Пушкин пожал плечами.
— Я свободный человек, — сказал он по-французски, — и до других мне дела нет.
— Да что ты всё про себя? — проворчал Жанно.
Удивительный мальчик был этот Саша Пушкин! Казалось, он никого не уважает. Жанно с ним постоянно спорил, но всё-таки не мог без него обойтись. Было что-то в Пушкине необыкновенно привлекательное — не то светлая улыбка, не то прямая душа, не то открытый нрав. Разговаривая с лицейскими, он всегда смотрел прямо в глаза собеседнику, не то что Горчаков, который глядел поверх головы, или Корф, который всегда посматривал по сторонам…

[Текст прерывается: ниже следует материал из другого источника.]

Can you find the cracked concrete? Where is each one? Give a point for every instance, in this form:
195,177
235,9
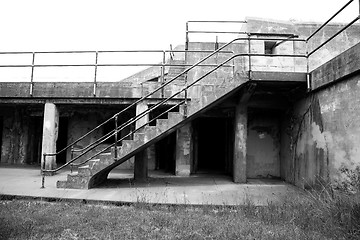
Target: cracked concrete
161,188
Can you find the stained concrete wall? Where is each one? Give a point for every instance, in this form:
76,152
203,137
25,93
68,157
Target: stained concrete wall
17,135
323,129
339,44
263,145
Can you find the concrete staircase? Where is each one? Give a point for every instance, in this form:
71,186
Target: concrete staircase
176,70
97,170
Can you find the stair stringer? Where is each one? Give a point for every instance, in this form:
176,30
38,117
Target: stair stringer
195,108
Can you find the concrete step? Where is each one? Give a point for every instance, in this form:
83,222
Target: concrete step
162,124
84,170
174,118
139,136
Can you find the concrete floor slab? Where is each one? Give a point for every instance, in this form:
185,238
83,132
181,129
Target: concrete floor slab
201,189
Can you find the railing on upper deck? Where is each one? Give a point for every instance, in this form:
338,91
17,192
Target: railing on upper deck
162,64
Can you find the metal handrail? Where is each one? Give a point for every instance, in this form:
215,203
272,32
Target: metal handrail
331,18
128,107
194,82
163,101
174,78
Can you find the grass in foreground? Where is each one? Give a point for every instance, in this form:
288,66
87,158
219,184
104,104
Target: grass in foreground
312,219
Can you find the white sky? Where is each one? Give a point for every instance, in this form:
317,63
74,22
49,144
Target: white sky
49,25
43,25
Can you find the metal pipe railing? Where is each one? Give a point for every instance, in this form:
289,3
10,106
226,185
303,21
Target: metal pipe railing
168,82
329,20
332,37
249,54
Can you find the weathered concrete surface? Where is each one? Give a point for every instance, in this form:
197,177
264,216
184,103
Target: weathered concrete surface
163,189
324,134
85,90
339,67
50,135
15,135
263,145
345,40
240,144
183,151
141,158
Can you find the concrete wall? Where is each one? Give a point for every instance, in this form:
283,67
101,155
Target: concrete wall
263,145
323,129
18,136
339,44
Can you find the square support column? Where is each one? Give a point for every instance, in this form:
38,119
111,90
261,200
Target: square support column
50,135
239,162
141,158
183,150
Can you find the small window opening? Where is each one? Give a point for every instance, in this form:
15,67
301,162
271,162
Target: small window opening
270,47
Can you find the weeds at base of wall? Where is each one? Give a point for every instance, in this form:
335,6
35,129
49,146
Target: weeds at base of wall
319,215
350,180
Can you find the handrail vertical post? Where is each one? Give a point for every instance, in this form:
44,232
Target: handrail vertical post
307,66
116,138
42,171
71,157
95,76
163,74
249,51
32,75
187,36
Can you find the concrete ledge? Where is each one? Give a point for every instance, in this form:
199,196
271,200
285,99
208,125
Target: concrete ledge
278,76
124,90
339,67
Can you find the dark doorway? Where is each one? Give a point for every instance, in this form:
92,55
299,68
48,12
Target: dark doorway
61,142
165,153
1,129
212,145
35,140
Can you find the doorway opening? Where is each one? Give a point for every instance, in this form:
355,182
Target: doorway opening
1,129
165,154
263,144
213,145
35,140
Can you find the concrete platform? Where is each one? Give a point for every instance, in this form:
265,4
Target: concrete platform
201,189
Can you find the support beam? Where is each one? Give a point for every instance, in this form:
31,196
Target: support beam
141,158
50,135
239,161
183,150
141,167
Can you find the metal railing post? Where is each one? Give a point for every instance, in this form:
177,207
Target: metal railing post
249,51
32,75
187,36
42,171
95,76
307,66
163,74
116,138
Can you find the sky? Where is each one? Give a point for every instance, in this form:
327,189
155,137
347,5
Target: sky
44,25
54,25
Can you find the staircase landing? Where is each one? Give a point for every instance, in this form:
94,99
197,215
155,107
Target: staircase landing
195,190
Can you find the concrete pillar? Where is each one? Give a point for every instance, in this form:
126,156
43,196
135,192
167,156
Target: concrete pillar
239,162
183,150
50,134
141,158
141,107
141,167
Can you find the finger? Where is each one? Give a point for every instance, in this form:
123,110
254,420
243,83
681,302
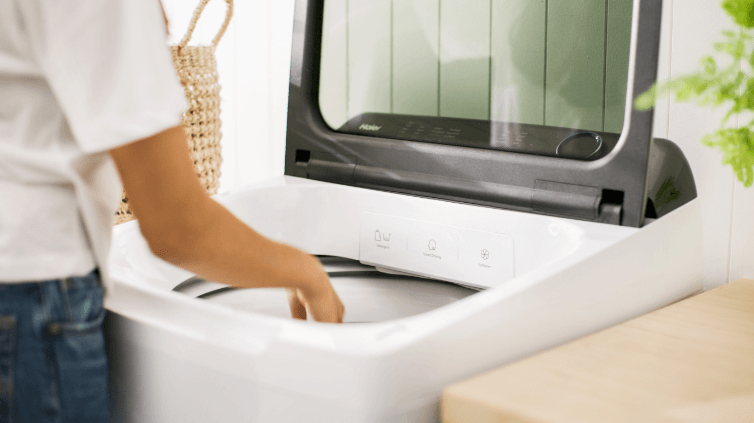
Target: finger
298,307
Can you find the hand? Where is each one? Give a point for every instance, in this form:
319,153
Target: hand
320,300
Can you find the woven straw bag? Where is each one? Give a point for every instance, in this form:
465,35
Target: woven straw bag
197,70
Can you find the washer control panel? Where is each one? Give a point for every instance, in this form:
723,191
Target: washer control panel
469,257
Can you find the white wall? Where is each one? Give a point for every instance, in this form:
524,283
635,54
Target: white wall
253,61
689,29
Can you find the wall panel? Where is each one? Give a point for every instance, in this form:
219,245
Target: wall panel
465,58
369,56
518,61
416,57
333,81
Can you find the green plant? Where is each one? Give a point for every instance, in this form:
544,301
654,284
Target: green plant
731,86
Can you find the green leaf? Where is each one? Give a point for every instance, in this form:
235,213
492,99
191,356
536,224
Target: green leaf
742,11
737,146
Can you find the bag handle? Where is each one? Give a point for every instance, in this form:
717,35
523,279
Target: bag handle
195,18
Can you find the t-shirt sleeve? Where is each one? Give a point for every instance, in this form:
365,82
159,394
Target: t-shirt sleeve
109,66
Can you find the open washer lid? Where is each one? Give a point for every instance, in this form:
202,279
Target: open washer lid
577,169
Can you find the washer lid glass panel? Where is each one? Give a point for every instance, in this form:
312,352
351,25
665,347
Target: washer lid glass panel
544,77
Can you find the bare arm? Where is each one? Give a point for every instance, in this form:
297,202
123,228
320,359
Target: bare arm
184,226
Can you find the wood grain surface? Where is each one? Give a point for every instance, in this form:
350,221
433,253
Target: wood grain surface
690,362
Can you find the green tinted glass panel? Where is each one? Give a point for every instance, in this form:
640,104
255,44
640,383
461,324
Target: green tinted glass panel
537,76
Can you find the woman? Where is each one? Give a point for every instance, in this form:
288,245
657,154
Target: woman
88,93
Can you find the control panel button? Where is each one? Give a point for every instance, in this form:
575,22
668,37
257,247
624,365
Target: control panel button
450,253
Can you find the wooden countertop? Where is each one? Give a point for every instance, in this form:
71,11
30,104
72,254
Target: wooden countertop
690,362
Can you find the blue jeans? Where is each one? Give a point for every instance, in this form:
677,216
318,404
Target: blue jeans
53,367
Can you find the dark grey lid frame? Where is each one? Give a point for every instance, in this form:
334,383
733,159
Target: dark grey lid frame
517,181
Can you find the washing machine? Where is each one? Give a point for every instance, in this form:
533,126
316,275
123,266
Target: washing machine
456,244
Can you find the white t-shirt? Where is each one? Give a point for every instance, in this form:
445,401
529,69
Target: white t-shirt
77,78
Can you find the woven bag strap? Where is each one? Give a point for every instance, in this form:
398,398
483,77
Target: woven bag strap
195,18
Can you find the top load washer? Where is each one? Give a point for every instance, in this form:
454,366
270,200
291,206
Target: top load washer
474,201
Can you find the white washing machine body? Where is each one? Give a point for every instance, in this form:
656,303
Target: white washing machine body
176,358
521,246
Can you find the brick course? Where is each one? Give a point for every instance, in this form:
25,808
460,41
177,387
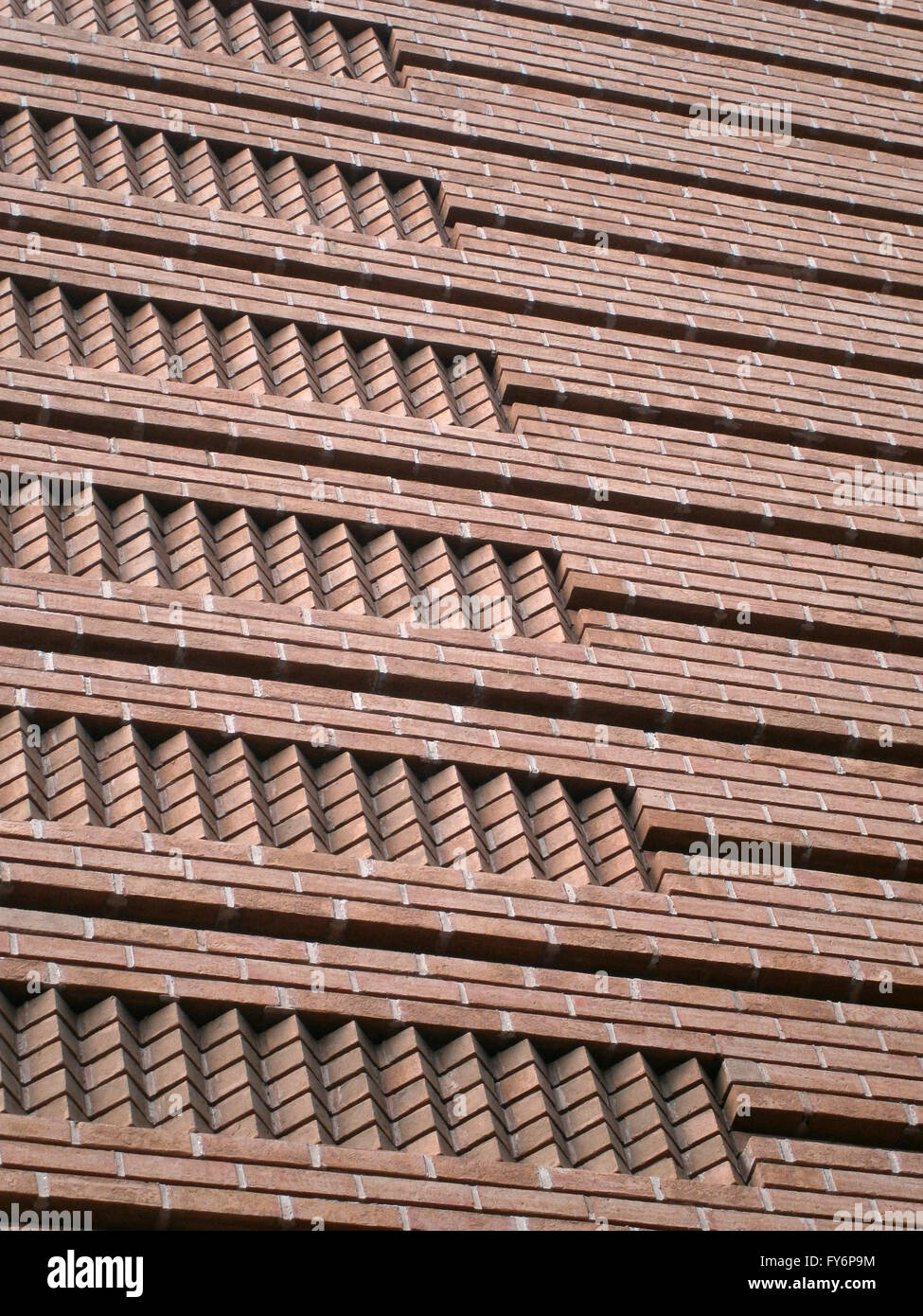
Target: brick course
462,547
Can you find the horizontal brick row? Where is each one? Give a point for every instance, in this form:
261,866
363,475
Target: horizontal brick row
828,1069
438,1099
232,793
204,1180
194,349
801,932
681,216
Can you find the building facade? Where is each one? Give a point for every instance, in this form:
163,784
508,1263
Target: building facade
461,664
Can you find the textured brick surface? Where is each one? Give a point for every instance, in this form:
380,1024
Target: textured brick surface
464,562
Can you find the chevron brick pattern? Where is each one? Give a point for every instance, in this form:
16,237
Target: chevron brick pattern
447,487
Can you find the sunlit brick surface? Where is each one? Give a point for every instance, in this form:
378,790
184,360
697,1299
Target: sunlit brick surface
461,679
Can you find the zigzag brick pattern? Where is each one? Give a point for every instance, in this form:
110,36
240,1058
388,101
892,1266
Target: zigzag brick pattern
461,756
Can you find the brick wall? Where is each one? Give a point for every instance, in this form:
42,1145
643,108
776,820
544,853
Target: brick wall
461,679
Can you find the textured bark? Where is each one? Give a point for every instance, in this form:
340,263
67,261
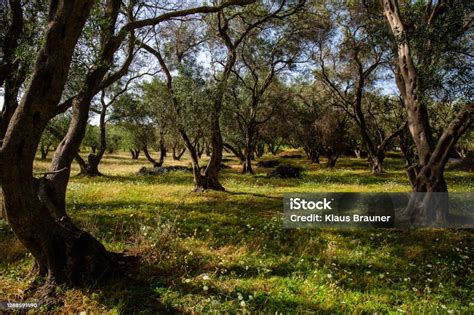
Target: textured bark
44,150
178,154
11,75
135,153
34,208
151,159
236,151
332,159
428,174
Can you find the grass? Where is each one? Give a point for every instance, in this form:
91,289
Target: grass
226,252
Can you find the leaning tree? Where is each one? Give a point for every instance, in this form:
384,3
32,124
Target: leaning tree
35,207
432,45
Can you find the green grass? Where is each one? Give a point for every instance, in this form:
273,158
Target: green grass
226,252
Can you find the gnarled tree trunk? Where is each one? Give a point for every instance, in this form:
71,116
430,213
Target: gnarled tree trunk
428,174
35,208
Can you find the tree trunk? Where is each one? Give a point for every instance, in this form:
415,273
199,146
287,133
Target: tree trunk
428,174
177,155
35,208
135,153
332,159
247,165
44,152
150,159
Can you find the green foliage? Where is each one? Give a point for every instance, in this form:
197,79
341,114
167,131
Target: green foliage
210,252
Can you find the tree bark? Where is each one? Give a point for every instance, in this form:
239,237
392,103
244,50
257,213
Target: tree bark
44,150
135,153
34,208
428,174
150,159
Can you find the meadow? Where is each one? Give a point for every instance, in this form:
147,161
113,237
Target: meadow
226,252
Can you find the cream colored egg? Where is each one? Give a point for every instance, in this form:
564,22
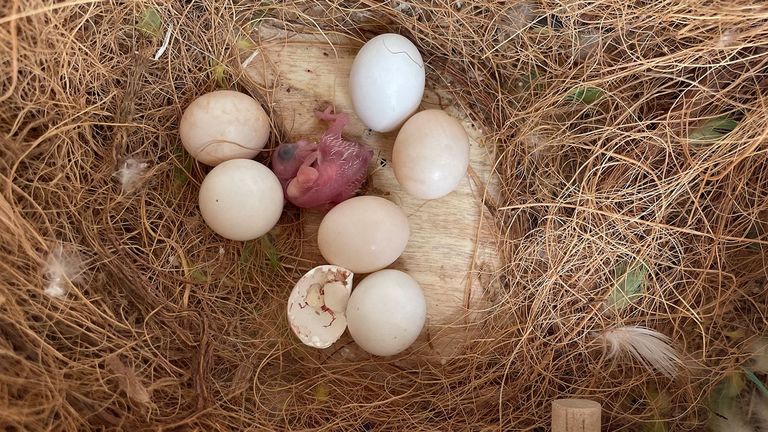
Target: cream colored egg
224,125
386,312
386,81
241,199
431,154
363,234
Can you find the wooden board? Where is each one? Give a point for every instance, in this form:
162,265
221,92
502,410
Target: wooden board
452,242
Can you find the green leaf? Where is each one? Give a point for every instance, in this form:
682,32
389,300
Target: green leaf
586,95
198,275
756,381
246,256
629,284
220,73
754,234
269,248
151,23
711,130
659,404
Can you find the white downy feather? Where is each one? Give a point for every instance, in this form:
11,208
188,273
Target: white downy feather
649,347
761,414
62,267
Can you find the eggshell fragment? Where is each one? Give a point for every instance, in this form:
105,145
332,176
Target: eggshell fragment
386,312
224,125
431,154
386,81
317,304
241,199
363,234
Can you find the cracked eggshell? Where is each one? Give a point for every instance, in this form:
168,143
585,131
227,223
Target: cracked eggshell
386,81
317,304
386,312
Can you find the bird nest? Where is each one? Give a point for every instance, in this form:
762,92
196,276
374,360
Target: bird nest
608,243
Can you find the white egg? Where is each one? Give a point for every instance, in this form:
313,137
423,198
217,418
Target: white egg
224,125
386,312
431,154
241,199
317,305
386,81
363,234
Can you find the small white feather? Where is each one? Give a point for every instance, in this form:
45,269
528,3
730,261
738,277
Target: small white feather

Да вот ещё Вольховский… Тот был мальчик чудаковатый. Он не хотел спать на мягкой постели и с первых же дней в Лицее велел всё мягкое с кровати снять. Он постоянно носил в руках две тяжёлые книги.
— Для упражнения терпения, — говорил он.
Упражнения Вольховского доходили до того, что он читал стихи, засунув в рот два камешка.
— Древний оратор Демосфен, — сообщил он, — поучал, что сие есть лучший способ научиться говорить понятно.
Когда Вольховский однажды отказался надеть шинель, выходя на мороз, Кюхля пришёл в восторг.
— Да это подлинный Суворов! — воскликнул он.
С тех пор Володю Вольховского прозвали «Суворчиком». И никто не удивлялся, когда он садился на стул верхом, лицом к спинке.
— Это он учится сидеть на коне, — объяснял Кюхля, — и несомненно будет великим полководцем.
В «компанию» Жанно входил ещё Ваня Малиновский, сын директора.
Малиновский был старше всех лицейских — ему было уже шестнадцать лет. В Лицее его звали «казаком» за буйный нрав. Он постоянно состоял в ссоре то с Кюхлей, то с Дельвигом, то с Яковлевым. Получая плохую отметку, он усаживался, сердито хлопая доской конторки. В драки он вступал редко, но обижался мгновенно, даже если его случайно толкнули под локоть при разборке шинелей. Впрочем, мирился он так же быстро, как ссорился.
— Ты сегодня в ссоре с Кюхлей? — спрашивал его Жанно.
— С утра помирился, — отвечал Малиновский.
— А с Дельвигом?
— С Дельвигом? Я нынче с ним ещё не ссорился!
— Вот и не ссорься. А то к вечеру придётся вас мирить.
Малиновский начинал смеяться:
— Ах ты, Жанно! Да ты всем приятель!
— Ну, не всем… Но это скучно каждый день бешеных мирить!
Жанно и в самом деле никогда ни с кем не ссорился. Да с ним и поссориться было трудно. Он всегда был спокоен и рассудителен. В бурном лицейском обществе на этого плечистого, крепкого, ясноглазого мальчика смотрели как на судью. Даже неугомонный Кюхля затихал в его присутствии.
— Пущин со всеми в дружбе, — замечал Малиновский.